Consequently, the Bank has a fully staffed Environment Department, and about 500 of its approximately 10,000 employees address some aspect of environmental impacts, Dobson said. When BIC first sought reforms, the Bank had only three employees to address environmental issues.

At a celebration marking BIC’s 20th anniversary, leaders from government and the nonprofit sector — including senior World Bank staff members — acknowledged the importance of the organization’s work in educating nonprofit leaders and legislators about the need for policy and procedural changes at public lending institutions.

They noted that from the beginning BIC sought safeguards to ensure that community voices were included when decisions were being made about major development projects that could affect their lives, livelihoods, environment and culture.

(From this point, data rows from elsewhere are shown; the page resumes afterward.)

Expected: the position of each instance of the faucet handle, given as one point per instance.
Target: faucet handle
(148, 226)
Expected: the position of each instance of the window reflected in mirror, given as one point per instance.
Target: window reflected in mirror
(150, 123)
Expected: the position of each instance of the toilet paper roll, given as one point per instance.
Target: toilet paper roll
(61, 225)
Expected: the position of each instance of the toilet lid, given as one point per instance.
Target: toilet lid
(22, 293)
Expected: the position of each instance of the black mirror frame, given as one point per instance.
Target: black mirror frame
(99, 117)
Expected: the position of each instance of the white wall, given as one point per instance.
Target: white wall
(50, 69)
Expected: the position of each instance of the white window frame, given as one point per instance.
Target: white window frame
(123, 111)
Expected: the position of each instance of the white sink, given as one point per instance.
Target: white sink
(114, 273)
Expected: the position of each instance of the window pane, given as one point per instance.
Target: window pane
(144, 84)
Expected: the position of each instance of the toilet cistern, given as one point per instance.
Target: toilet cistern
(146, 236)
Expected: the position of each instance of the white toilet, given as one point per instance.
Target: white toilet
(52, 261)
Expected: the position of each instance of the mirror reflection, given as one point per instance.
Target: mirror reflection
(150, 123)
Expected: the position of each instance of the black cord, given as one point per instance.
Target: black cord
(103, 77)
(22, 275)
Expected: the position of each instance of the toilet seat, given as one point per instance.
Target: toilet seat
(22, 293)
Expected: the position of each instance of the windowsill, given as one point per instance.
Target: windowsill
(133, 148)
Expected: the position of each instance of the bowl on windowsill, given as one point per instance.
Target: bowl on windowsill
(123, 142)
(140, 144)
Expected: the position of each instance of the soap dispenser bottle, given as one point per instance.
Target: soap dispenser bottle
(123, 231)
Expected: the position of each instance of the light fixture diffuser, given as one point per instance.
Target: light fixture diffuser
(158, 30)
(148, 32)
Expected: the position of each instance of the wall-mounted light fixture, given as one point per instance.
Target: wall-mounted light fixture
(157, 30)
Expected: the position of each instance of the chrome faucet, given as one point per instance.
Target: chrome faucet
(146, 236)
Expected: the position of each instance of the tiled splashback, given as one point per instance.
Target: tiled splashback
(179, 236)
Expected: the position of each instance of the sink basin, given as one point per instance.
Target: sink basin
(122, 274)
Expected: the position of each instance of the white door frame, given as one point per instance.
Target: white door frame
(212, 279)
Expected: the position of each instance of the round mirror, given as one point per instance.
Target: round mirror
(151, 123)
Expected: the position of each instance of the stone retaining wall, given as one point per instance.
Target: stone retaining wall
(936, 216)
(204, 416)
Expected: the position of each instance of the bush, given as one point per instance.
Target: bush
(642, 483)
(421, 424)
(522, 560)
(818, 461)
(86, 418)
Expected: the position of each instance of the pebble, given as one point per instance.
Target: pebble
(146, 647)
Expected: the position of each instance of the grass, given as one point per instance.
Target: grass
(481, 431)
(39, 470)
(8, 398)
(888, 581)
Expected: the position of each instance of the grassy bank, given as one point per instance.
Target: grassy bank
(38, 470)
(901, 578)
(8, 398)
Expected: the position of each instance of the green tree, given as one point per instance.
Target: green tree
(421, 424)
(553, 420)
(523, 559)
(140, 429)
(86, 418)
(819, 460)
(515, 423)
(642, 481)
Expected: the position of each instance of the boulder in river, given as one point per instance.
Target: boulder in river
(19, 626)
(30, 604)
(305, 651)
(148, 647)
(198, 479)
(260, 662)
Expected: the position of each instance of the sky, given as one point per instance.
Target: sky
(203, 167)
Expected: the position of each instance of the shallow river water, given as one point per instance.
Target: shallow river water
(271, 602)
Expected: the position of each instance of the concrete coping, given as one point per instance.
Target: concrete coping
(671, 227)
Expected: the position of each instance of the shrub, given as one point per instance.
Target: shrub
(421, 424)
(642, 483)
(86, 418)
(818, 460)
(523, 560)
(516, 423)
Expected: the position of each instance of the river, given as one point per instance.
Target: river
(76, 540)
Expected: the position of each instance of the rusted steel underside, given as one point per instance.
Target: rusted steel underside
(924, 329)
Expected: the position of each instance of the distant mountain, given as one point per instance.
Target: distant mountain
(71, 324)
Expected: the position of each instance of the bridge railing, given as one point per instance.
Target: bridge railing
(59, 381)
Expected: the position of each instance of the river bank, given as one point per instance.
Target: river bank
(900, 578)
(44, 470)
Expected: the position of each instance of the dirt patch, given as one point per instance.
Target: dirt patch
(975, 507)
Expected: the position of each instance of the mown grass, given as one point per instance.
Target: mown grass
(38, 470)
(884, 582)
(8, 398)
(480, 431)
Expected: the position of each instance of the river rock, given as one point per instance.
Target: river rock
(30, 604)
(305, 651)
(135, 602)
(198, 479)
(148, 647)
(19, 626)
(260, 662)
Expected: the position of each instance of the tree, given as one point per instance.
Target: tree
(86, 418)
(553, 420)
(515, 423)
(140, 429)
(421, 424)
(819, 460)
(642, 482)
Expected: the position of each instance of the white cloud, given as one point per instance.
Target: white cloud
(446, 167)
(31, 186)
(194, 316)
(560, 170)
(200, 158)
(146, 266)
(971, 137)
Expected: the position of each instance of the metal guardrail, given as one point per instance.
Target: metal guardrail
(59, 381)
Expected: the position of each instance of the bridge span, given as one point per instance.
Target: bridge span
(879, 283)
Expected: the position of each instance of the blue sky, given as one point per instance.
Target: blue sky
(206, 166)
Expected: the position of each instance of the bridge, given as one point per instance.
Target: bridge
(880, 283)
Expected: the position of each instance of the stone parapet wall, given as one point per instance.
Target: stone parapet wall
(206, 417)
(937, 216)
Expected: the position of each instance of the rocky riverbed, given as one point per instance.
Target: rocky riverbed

Efforts aimed at reforming the World Bank eventually led to changes within other IFIs, including the African Development Bank, the Asian Development Bank, the European Bank for Reconstruction and Development, and the Inter-American Development Bank Group.

Also, new NGO networks were created to address emerging challenges, such as monitoring other lenders that were willing to fund environmentally risky projects, including private banks and national export credit agencies — private or quasi-governmental institutions that act as intermediaries between governments and exporters to issue financing.

While the work has expanded, BIC also has grown from a few employees in Washington, D.C., to 23 people who also work in offices in Bolivia, India, Indonesia, Kenya and Thailand. These sites operate as regional centers for the organization’s on-the-ground work.

In addition to being credited with helping to make the World Bank’s inspection panel a reality, BIC also has been cited as playing a key role in bringing about an earlier watershed moment in IFI reform history.

That victory came when Congress passed legislation in 1989 sponsored by U.S. Rep. Nancy Pelosi. Known as the “Pelosi Amendment,” the policy forbids U.S. executive directors of all major IFIs from voting in favor of projects if either of two conditions is present: the projects were professionally reviewed and likely would have adverse environmental impacts, or assessments were completed but had not been made public at least 120 days before the vote.

This amendment was monumental because it opened the door for community involvement earlier in the planning process, says Horta of EDF. This made it possible for the World Bank to learn about adverse environmental and/or social impacts before the projects are too far along. Consequently, they can be redesigned, adjusted, delayed or even halted entirely, Horta said.

Since 1988, Mott has provided 14 grants to EDF for work on IFIs totaling close to $2.1 million.

Although a lot of major changes have been made for the better, there is still work to do, Dobson says.

For example, he wonders whether the World Bank’s process for lending an allotted $23 billion annually should be changed. If it gave out less money, he asks rhetorically, could it do so more responsibly and with greater monitoring?

“With this current model, the theory is the more money you move, the more development you get. But this model doesn’t look at whether the projects are good or not. You just get money out the door and don’t look back to see how projects went because you have already moved on to next year’s funding cycle.”

The World Bank’s current way of doing business also creates inherent internal tensions, Dobson says, because it pits employees against each other — those who must move the money quickly against those who must ensure projects adhere to sustainable development principles.

During his 20 years in the field, Dobson points to the most important lesson he’s learned: Sustainable development can’t happen outside the democratic process. Experience has shown that the best projects are those in which the people most affected are involved, he says.

“The democratic process is both efficient and effective.”